Federal-two commercial banks traded and that during the heady days of global financial innovation were considered too conservative, “with capitalized BNDES-the-public development bank, stepped in to offer credit. The government persuaded them to do so since, as private banks Itau and Bradley, had become too cautious and had tightened credit lines. Private banks are now considering extending credit again, and so maintain their market share. For example, as it announced its CEO. Roberto Setubal, the end of September, Itau plans to open 150 new branches next year.
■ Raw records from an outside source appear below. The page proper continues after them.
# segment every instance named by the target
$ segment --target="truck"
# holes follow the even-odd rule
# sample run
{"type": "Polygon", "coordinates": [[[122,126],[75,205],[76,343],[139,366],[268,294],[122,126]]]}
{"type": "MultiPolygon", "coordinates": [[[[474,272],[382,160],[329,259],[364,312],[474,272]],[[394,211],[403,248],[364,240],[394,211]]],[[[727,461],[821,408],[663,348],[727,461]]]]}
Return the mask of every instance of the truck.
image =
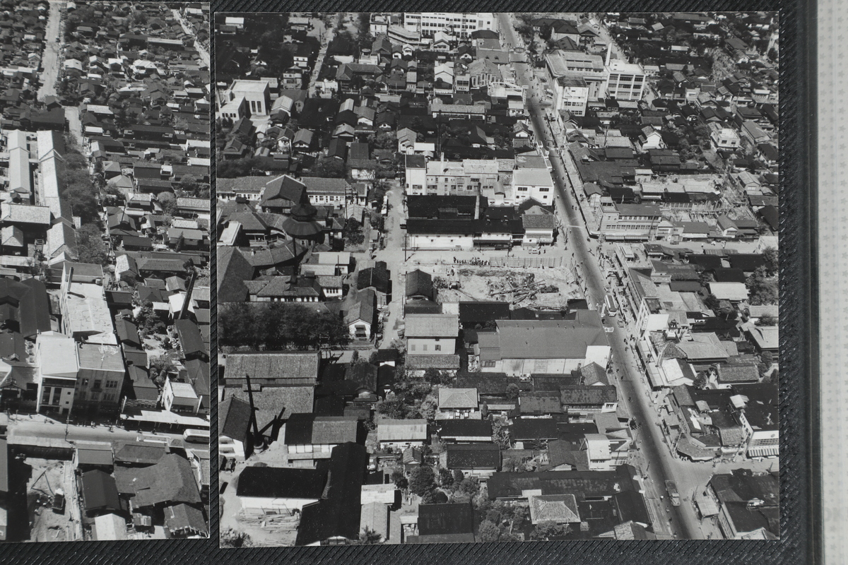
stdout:
{"type": "Polygon", "coordinates": [[[56,489],[53,493],[53,511],[57,514],[64,513],[64,490],[62,489],[56,489]]]}
{"type": "Polygon", "coordinates": [[[666,490],[668,492],[668,500],[672,501],[672,506],[680,506],[680,493],[678,492],[678,485],[673,480],[666,481],[666,490]]]}

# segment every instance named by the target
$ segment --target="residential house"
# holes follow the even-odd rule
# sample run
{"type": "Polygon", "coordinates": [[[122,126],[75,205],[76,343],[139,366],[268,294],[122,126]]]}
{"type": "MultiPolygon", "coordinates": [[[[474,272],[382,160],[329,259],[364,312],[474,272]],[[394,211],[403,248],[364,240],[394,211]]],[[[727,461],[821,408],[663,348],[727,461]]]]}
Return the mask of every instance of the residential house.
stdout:
{"type": "Polygon", "coordinates": [[[466,477],[485,482],[500,470],[500,447],[494,443],[448,444],[439,455],[439,463],[446,469],[459,469],[466,477]]]}

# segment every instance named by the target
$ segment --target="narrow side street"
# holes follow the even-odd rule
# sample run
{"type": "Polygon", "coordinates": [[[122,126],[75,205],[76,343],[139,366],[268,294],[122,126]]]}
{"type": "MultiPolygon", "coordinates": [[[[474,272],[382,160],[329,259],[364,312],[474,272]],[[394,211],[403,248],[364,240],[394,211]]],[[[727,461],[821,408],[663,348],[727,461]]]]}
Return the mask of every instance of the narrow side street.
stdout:
{"type": "Polygon", "coordinates": [[[49,0],[50,13],[47,16],[47,26],[44,36],[47,42],[44,46],[44,55],[42,58],[42,86],[38,89],[38,100],[43,101],[48,96],[56,96],[56,80],[59,77],[59,69],[62,55],[62,18],[66,3],[59,0],[49,0]]]}

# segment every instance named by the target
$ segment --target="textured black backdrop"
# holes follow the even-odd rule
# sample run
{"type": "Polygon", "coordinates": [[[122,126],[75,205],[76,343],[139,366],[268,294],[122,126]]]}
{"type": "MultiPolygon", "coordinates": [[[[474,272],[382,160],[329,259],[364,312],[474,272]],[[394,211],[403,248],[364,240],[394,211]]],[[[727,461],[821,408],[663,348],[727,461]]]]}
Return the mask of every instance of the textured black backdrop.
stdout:
{"type": "MultiPolygon", "coordinates": [[[[780,463],[781,539],[779,541],[578,541],[516,544],[365,546],[230,549],[218,548],[216,465],[212,465],[211,531],[206,540],[137,542],[64,542],[0,545],[0,563],[15,565],[159,565],[178,563],[285,562],[370,563],[392,565],[512,565],[527,563],[697,562],[806,564],[820,559],[817,433],[817,300],[812,238],[815,226],[815,3],[804,0],[732,2],[273,2],[216,0],[213,13],[266,11],[444,11],[444,12],[673,12],[780,11],[780,463]]],[[[214,46],[212,58],[215,58],[214,46]]],[[[214,64],[213,72],[214,72],[214,64]]],[[[213,83],[214,83],[213,76],[213,83]]],[[[213,138],[214,139],[214,138],[213,138]]],[[[214,147],[214,146],[213,146],[214,147]]],[[[213,164],[213,179],[215,167],[213,164]]],[[[215,218],[215,208],[213,208],[215,218]]],[[[214,230],[214,227],[213,227],[214,230]]],[[[216,236],[212,234],[213,241],[216,236]]],[[[212,272],[215,273],[215,258],[212,272]]],[[[215,302],[215,285],[212,302],[215,302]]],[[[214,308],[214,307],[213,307],[214,308]]],[[[213,344],[215,341],[213,310],[213,344]]],[[[213,346],[214,347],[214,346],[213,346]]],[[[216,358],[212,352],[212,359],[216,358]]],[[[213,363],[213,366],[215,363],[213,363]]],[[[217,372],[213,368],[213,385],[217,372]]],[[[212,429],[217,429],[217,406],[212,407],[212,429]]],[[[217,461],[216,442],[212,443],[217,461]]]]}

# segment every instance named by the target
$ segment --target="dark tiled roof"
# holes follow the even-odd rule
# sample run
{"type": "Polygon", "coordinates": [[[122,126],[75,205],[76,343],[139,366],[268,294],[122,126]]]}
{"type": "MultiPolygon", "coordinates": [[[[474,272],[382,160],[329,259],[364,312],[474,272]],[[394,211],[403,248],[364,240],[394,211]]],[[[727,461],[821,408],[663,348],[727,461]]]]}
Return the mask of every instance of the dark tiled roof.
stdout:
{"type": "Polygon", "coordinates": [[[421,535],[473,532],[474,508],[471,502],[421,504],[418,507],[418,533],[421,535]]]}

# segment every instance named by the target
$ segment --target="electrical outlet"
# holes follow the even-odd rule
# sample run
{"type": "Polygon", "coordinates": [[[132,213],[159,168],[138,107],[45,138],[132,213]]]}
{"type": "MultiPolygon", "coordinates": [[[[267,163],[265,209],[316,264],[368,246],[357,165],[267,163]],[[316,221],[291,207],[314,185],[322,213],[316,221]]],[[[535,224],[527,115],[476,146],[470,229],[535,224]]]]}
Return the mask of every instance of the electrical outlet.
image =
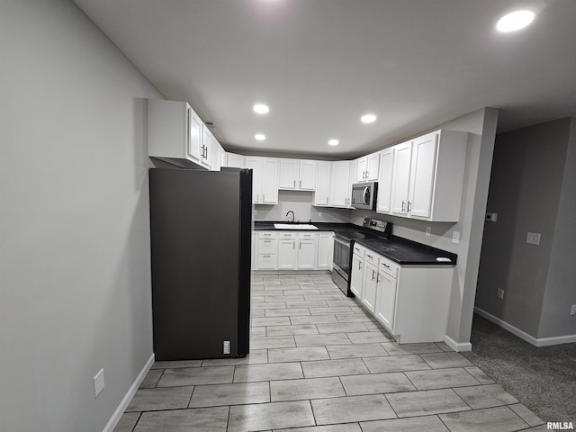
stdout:
{"type": "Polygon", "coordinates": [[[539,232],[528,232],[526,236],[526,242],[530,245],[540,244],[540,233],[539,232]]]}
{"type": "Polygon", "coordinates": [[[104,390],[104,370],[100,369],[94,377],[94,397],[97,398],[103,390],[104,390]]]}
{"type": "Polygon", "coordinates": [[[460,243],[460,231],[452,232],[452,242],[455,244],[460,243]]]}

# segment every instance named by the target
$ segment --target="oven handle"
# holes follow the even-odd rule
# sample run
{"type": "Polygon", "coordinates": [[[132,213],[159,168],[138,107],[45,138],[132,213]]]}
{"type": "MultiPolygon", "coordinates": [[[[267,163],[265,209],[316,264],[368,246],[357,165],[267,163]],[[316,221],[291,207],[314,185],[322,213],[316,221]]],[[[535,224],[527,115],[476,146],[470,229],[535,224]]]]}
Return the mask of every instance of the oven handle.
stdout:
{"type": "Polygon", "coordinates": [[[346,241],[344,241],[344,240],[341,240],[341,239],[339,239],[339,238],[337,238],[336,237],[334,238],[334,241],[336,241],[336,242],[338,242],[338,243],[340,243],[340,244],[341,244],[341,245],[343,245],[343,246],[346,246],[346,247],[350,248],[350,242],[346,242],[346,241]]]}

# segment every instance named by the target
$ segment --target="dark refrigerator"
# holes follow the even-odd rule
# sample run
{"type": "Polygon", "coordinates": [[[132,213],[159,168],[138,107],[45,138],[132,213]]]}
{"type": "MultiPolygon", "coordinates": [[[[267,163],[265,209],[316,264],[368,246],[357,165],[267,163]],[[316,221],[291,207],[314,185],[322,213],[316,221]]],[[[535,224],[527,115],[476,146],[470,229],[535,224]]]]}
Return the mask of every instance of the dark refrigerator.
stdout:
{"type": "Polygon", "coordinates": [[[149,170],[156,360],[248,354],[252,171],[149,170]]]}

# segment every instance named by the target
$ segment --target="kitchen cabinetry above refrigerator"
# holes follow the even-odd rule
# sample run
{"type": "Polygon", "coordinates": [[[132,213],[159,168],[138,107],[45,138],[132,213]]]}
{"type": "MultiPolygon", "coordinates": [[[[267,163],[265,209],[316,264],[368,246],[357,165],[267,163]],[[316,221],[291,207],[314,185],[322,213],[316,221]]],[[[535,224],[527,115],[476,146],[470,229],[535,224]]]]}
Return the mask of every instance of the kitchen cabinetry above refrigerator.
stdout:
{"type": "MultiPolygon", "coordinates": [[[[181,167],[211,169],[214,148],[221,148],[186,102],[148,100],[148,157],[181,167]]],[[[220,169],[215,161],[212,170],[220,169]]]]}

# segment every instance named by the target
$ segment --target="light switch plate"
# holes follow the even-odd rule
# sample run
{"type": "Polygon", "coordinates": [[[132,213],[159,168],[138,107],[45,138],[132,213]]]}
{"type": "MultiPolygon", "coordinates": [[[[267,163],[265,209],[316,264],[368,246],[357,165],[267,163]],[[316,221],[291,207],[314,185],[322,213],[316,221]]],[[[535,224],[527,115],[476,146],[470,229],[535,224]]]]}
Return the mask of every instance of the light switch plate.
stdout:
{"type": "Polygon", "coordinates": [[[540,233],[539,232],[528,232],[526,236],[526,242],[530,245],[540,244],[540,233]]]}

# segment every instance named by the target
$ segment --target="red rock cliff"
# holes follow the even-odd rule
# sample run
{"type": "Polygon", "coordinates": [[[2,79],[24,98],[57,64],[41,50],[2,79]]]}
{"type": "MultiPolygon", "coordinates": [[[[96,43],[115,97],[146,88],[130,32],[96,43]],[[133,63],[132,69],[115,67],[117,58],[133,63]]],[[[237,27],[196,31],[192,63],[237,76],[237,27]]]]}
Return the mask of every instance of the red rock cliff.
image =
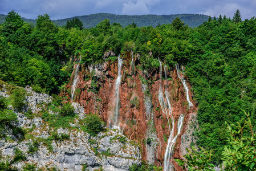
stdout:
{"type": "MultiPolygon", "coordinates": [[[[160,70],[140,70],[139,58],[136,55],[134,59],[135,68],[132,68],[131,55],[126,54],[122,58],[124,61],[119,89],[120,107],[118,120],[120,130],[127,137],[140,145],[143,160],[162,166],[166,142],[170,135],[168,121],[170,116],[163,113],[158,98],[161,79],[160,78],[160,70]],[[134,70],[136,74],[132,71],[134,72],[134,70]]],[[[107,126],[111,124],[111,118],[115,108],[115,84],[117,77],[117,64],[116,60],[109,60],[102,64],[86,67],[80,64],[79,80],[74,93],[74,101],[84,107],[86,113],[98,113],[107,126]]],[[[78,66],[76,64],[74,67],[78,66]]],[[[161,81],[161,87],[162,89],[166,88],[169,92],[169,99],[175,123],[175,135],[177,132],[178,117],[181,114],[185,115],[183,128],[178,136],[173,158],[170,160],[176,170],[182,170],[173,158],[182,158],[181,136],[187,129],[190,113],[195,113],[197,108],[190,90],[189,97],[194,107],[189,108],[184,88],[177,76],[177,71],[174,68],[166,69],[168,79],[161,81]]],[[[164,68],[161,70],[164,71],[164,68]]],[[[161,75],[165,75],[164,71],[161,75]]],[[[74,75],[71,76],[70,83],[66,87],[67,91],[62,93],[71,101],[70,89],[74,77],[74,75]]],[[[190,85],[188,85],[190,89],[190,85]]]]}

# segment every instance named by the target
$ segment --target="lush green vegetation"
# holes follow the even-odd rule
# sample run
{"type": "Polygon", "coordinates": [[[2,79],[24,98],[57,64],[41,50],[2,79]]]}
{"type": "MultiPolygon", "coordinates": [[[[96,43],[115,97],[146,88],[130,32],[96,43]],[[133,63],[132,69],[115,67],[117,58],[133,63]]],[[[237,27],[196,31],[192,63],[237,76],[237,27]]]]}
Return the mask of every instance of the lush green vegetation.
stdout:
{"type": "MultiPolygon", "coordinates": [[[[58,27],[47,14],[39,15],[33,27],[11,11],[0,26],[0,79],[58,94],[70,76],[75,55],[82,56],[83,66],[103,62],[109,50],[140,54],[140,69],[148,71],[158,68],[159,58],[173,69],[182,64],[198,104],[197,144],[212,150],[212,162],[220,164],[230,135],[225,121],[242,121],[244,109],[251,124],[256,122],[256,19],[242,21],[238,10],[233,19],[209,17],[194,28],[182,21],[139,28],[136,22],[123,27],[106,19],[80,30],[58,27]]],[[[68,110],[63,112],[67,113],[54,119],[59,124],[73,118],[68,110]]],[[[52,116],[45,112],[42,117],[50,121],[52,116]]],[[[91,134],[97,131],[94,128],[91,134]]]]}
{"type": "MultiPolygon", "coordinates": [[[[229,136],[227,145],[222,152],[224,170],[255,170],[256,169],[256,134],[253,126],[245,112],[247,119],[237,124],[227,125],[229,136]]],[[[226,123],[226,124],[227,123],[226,123]]],[[[179,165],[188,170],[215,170],[214,165],[211,162],[212,151],[201,148],[198,152],[194,146],[192,150],[187,149],[185,161],[177,159],[179,165]]]]}
{"type": "Polygon", "coordinates": [[[90,114],[84,120],[84,125],[82,129],[93,136],[103,131],[104,123],[101,121],[99,115],[90,114]]]}

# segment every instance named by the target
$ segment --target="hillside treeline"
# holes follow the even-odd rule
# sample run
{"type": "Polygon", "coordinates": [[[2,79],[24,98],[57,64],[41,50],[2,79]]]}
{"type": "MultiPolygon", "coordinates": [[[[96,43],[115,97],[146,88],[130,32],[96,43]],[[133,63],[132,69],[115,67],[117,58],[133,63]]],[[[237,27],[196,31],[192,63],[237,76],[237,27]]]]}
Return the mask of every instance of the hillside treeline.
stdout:
{"type": "MultiPolygon", "coordinates": [[[[0,14],[0,23],[5,22],[6,16],[0,14]]],[[[171,14],[171,15],[116,15],[107,13],[99,13],[86,15],[76,16],[73,18],[65,18],[62,19],[52,20],[54,23],[59,26],[65,26],[68,20],[73,18],[78,18],[83,24],[85,28],[95,27],[99,23],[105,19],[108,19],[110,23],[120,23],[124,27],[131,25],[133,22],[136,23],[139,27],[152,26],[156,27],[158,25],[170,23],[177,17],[178,17],[185,25],[189,27],[195,27],[206,21],[208,16],[202,14],[171,14]]],[[[36,21],[34,19],[26,19],[22,18],[25,21],[35,25],[36,21]]]]}
{"type": "Polygon", "coordinates": [[[132,50],[140,54],[145,70],[158,68],[159,58],[173,68],[178,63],[198,103],[197,144],[212,150],[213,161],[221,163],[229,136],[225,122],[242,123],[242,109],[250,113],[253,125],[256,121],[256,19],[220,15],[194,28],[178,18],[156,28],[134,23],[123,27],[105,19],[80,30],[58,27],[47,14],[39,15],[33,27],[11,11],[0,26],[0,79],[58,93],[75,56],[88,65],[104,62],[105,51],[132,50]]]}

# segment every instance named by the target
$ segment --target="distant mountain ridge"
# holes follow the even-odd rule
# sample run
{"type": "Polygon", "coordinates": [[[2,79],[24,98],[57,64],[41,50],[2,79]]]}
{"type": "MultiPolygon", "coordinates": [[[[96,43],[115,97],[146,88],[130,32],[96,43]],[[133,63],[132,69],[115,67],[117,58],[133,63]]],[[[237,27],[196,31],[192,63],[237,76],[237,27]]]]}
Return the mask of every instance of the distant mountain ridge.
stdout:
{"type": "MultiPolygon", "coordinates": [[[[6,15],[0,14],[0,23],[5,22],[6,15]]],[[[52,20],[52,22],[62,26],[66,25],[68,19],[71,20],[74,18],[79,18],[84,25],[84,28],[88,28],[94,27],[99,23],[105,19],[109,20],[111,24],[113,23],[120,23],[124,27],[132,24],[134,22],[138,27],[152,26],[156,27],[159,24],[162,25],[166,23],[171,23],[172,21],[177,17],[188,25],[190,27],[198,27],[204,22],[206,21],[209,16],[204,14],[171,14],[171,15],[116,15],[108,13],[98,13],[95,14],[85,15],[81,16],[75,16],[71,18],[68,18],[62,19],[52,20]]],[[[35,25],[35,19],[22,19],[27,22],[35,25]]]]}

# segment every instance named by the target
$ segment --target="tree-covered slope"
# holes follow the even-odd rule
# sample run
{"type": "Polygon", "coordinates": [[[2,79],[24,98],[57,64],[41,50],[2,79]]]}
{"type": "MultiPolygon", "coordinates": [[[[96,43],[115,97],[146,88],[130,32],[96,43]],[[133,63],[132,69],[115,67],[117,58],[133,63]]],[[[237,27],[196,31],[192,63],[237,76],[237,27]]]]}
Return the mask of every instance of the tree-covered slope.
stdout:
{"type": "MultiPolygon", "coordinates": [[[[0,23],[5,22],[6,15],[0,15],[0,23]]],[[[53,20],[52,22],[58,26],[66,25],[68,20],[71,20],[74,18],[78,18],[83,23],[84,28],[88,28],[95,27],[101,21],[105,19],[109,19],[110,23],[120,23],[124,27],[132,24],[134,22],[138,27],[152,26],[156,27],[159,24],[162,25],[170,23],[178,17],[185,25],[190,27],[198,27],[204,22],[206,21],[208,16],[201,14],[175,14],[175,15],[115,15],[107,13],[100,13],[87,15],[76,16],[72,18],[62,19],[53,20]]],[[[35,25],[36,21],[34,19],[29,19],[22,18],[25,22],[35,25]]]]}
{"type": "Polygon", "coordinates": [[[155,28],[104,19],[80,30],[58,27],[47,15],[39,15],[33,27],[16,15],[9,14],[0,26],[0,79],[5,82],[56,93],[70,76],[74,56],[80,55],[88,65],[103,62],[109,50],[132,50],[140,54],[141,70],[158,68],[159,59],[172,68],[177,63],[185,67],[199,109],[197,144],[213,150],[214,162],[221,163],[227,144],[225,121],[242,124],[243,109],[255,124],[255,18],[224,16],[194,28],[179,18],[155,28]]]}

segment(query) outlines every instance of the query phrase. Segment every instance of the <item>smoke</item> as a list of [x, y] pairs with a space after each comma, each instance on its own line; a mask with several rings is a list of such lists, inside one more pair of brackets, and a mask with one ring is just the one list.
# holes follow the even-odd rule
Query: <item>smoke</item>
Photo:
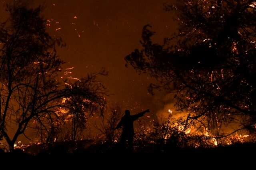
[[166, 121], [170, 112], [172, 118], [176, 120], [185, 117], [188, 114], [188, 113], [186, 112], [178, 110], [178, 108], [175, 106], [174, 94], [170, 93], [162, 96], [161, 99], [157, 97], [156, 100], [158, 101], [158, 108], [160, 109], [156, 111], [156, 115], [160, 122]]

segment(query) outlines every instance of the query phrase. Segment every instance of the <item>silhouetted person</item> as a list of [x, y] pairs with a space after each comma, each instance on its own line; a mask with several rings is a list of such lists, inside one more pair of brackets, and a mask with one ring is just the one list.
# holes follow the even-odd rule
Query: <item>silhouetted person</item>
[[149, 112], [149, 109], [135, 115], [131, 115], [129, 110], [125, 111], [124, 116], [122, 118], [120, 122], [115, 128], [115, 129], [117, 129], [122, 126], [123, 127], [123, 131], [120, 139], [120, 143], [123, 149], [126, 148], [126, 142], [128, 142], [128, 148], [132, 149], [133, 136], [134, 135], [133, 122], [140, 117], [143, 116], [147, 112]]

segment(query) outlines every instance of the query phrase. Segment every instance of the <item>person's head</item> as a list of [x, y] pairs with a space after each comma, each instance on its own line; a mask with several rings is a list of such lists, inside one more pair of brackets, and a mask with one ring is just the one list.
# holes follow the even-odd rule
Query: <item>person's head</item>
[[126, 115], [130, 115], [130, 111], [129, 110], [126, 110], [124, 111]]

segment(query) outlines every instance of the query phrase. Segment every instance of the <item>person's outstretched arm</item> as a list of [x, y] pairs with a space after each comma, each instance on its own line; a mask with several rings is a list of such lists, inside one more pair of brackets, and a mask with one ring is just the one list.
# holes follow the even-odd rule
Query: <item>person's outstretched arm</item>
[[135, 115], [134, 115], [134, 117], [135, 117], [134, 120], [138, 119], [140, 117], [141, 117], [142, 116], [143, 116], [144, 115], [144, 114], [146, 113], [147, 112], [149, 112], [149, 109], [145, 111], [144, 111], [143, 112], [140, 112], [140, 113], [138, 113]]
[[117, 124], [116, 127], [116, 128], [114, 129], [117, 129], [118, 128], [121, 127], [122, 125], [123, 125], [123, 121], [121, 119], [121, 121], [120, 121], [120, 122], [119, 122], [119, 123], [118, 124]]

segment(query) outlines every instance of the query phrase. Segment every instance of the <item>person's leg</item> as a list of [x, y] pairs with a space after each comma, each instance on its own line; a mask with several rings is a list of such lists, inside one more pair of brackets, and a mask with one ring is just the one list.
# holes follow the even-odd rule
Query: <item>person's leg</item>
[[133, 150], [133, 136], [129, 136], [128, 138], [128, 149], [130, 151], [132, 152]]
[[121, 135], [120, 138], [120, 145], [122, 150], [125, 150], [126, 148], [127, 138], [125, 135]]

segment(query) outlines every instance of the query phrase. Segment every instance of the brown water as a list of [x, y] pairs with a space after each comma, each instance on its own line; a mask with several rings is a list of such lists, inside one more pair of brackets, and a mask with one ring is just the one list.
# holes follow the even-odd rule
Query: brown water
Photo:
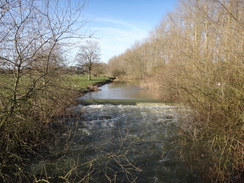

Other factors underlying the Brazil’s economy have also been relevant. Macroeconomic stabilization has facilitated improvements in capital markets and private sector credit has fallen from 22% of GDP in 2002 to the current 45%, is expected to continue growing. Meanwhile, according to some observers, the labor force in Brazil has grown and is a major medium-term factors that contribute to domestic consumption Monteiro will not believe that radical changes of economic policy under the new administration takes over in January 2011. (The Brazilian Constitution does not allow a third term for Lula). After all, economic policies that manage the exchange rate has worked quite well. But with the expected appreciation of the real as Brazil’s economic growth far exceeds that of OECD countries, there will be pressure from exporters, particularly in the manufacturing sector, so that the exchange rate weakens. Much of Latin America, especially Venezuela that concerns us, you can learn from Brazil, of how to run an economy, making a fair use, exchange control, develop and implement social economic programs, such as providing collaboration with the country’s productive sector, better integration and consolidation on a single computer accelerate the domestic production that leaves a lot to say and to continue to avoid donations, gifts of dollars to other countries, when the national need to take steps to health services, education, housing both the country requires. We hope that the current Bolivarian Revolutionary government, feedback for their actions, be integrated into national economic realities and allow consoilidate Venezuela is on its economy as it should be.